Кто-то шумно вздыхал, кто-то резко вставал.

Поднимались и падали длинные тени.

Был январский вечер. Канун Рождества.

Говорили, смеялись, пили и пели.

 

Вы сидели напротив. Был канун Рождества.

И шутили развязно, и пальцами нервно

теребили салфетку, роняли слова

и топили их в мутном стакане с портвейном.

 

Снова вверх поднимались и плыли слова,

плыли тени, и плыли значенья на лицах.

Был январский вечер. Канун Рождества.

Наливалась вином и румянцем провинция.

 

В сизом дыме тонули, как рыбы, слова.

Плыли свечи, в подсвечниках  таяло время.

Был январский вечер. Канун Рождества.

Шли волхвы. Восходила звезда в Вифлееме.

 

***

А мне и  не надо ни губ, ни рук

твоих, уходи с богом.

Пешком до города – большой крюк

и в снегу по плечи дорога.

 

А я пожарче зажгу свечу,

печь затоплю, заведу будильник,

на вечность помечу, я не хочу,

чтоб раньше меня будили.

 

Бог с тобой, дорогая, почём

нынче луки и стрелы?

Мой падший ангел за правым плечом,

твой светлый ангел за левым.

 

Сегодня ночью старый год,

а завтра ночью – новый.

Метелью в село босиком идёт

к нам Рождество Христово.

 

А мне не надо ни рук, ни плеч

твоих, приходи с Богом.

Горит свеча, натоплена печь,

есть мёд и вина немного.

 

Восходит звезда над нашим селом,

и  мечет метель свои стрелы,

как падший ангел за правым плечом,

как светлый ангел за левым.

 

***

Как нищий, что ещё стыдясь

просил простить за корку хлеба;

одна рука писала страсть,

другая – Небо.

 

И выйдет, что судьба проста,

прожив от края и до края.

Что просишь ты ещё, когда

всё отдал и рука пустая?

 

***

И сытость глаз, и сухость жил

прости улыбкою повинной.

Ты вся как есть, Марина-Жизнь,

читаешься как Страсть-Марина.

 

Не отвести судьбы прищур

в попытке подменить несмелой.

И даже не натянет шнур

вес птичий собственного тела.

 

***

Круг друзей ограничен до здравствуй, привет, как дела?..
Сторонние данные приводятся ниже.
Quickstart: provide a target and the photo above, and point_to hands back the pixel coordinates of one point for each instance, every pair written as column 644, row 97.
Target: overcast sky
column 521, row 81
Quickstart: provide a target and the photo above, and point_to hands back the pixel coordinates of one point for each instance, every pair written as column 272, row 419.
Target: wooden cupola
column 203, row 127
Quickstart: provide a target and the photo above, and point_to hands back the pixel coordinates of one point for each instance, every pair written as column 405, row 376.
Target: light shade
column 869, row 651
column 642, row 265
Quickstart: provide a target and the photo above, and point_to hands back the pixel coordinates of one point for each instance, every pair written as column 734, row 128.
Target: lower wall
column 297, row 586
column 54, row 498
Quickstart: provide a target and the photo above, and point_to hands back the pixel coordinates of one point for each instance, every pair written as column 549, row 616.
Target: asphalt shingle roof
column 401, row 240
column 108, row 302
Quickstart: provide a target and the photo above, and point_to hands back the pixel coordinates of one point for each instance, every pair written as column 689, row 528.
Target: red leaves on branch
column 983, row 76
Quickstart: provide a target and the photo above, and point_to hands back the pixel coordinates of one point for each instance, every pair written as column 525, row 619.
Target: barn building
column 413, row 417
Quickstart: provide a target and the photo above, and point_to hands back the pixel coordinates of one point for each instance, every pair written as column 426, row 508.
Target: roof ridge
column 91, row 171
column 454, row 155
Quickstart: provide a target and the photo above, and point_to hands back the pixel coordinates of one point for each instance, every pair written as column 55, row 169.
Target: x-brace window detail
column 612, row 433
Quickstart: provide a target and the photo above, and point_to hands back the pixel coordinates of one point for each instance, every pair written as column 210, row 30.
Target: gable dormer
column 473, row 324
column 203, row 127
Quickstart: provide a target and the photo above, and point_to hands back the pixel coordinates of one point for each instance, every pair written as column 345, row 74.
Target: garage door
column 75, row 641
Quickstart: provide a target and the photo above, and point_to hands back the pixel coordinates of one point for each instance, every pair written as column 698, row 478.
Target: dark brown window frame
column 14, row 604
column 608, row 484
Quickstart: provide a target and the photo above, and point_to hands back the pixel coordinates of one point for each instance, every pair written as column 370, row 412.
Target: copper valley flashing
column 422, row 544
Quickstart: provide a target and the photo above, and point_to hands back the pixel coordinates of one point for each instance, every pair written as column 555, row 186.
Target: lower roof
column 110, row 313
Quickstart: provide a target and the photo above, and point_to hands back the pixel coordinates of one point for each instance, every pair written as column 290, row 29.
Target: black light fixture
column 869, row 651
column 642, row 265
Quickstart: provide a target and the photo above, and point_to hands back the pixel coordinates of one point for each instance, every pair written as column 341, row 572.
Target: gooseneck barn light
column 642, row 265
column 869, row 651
Обессолнечен день, как в тридцатые храм обезглавлен.

И раскроена жизнь, словно ножницами, пополам;

Достоевского словно предзнающей книги заглавием.

 

Обесценена жизнь, и в цене возрастает вина,

и герой возмужал. И сомнения душу не гложут.

На подрамник надев холщовый кусок полотна,

снова чёрный квадрат на белом малюет художник.

 

Жизни русской рулеткой отмерены нужность и срок,

и весы правосудия богу иному вручили.

И контрольную пулю, как учили, вгоняет в висок;

и напарника следом надо мочить, как учили.

 

***

Завис, зимы последний свидетель,

лист – ветошью грязной в обнове –

вцепился в ветку и держится еле,

как жизнь, прожитая на честном слове.

 

Ливень

Сначала робко, наклонясь

с услужливостью лакея,

потом шумя и матерясь,

ни чувств, ни жизни не жалея.

 

И разливался затяжной

волной, гудя однообразно,

как в долгой тряске поездной

попутчика живым рассказом.

 

Как будто всем, что накопил

за жизнь – уже не остановишь –

пошёл плескать, заговорил.

Рассказ вытягивался в повесть.

 

И прыгал шляпками гвоздей,

в асфальт вколачивая лужи.

Так прыгают на сковороде

взрывные зёрна кукурузы.

 

Как тряпку половую, выжал

всё небо, стихнул, изнемог.

И долго волновались крыши,

стекая громко в водосток.

 

***

Это я левым крайним бегу без оглядки

на плечо себя впереди и точный пас выдаю.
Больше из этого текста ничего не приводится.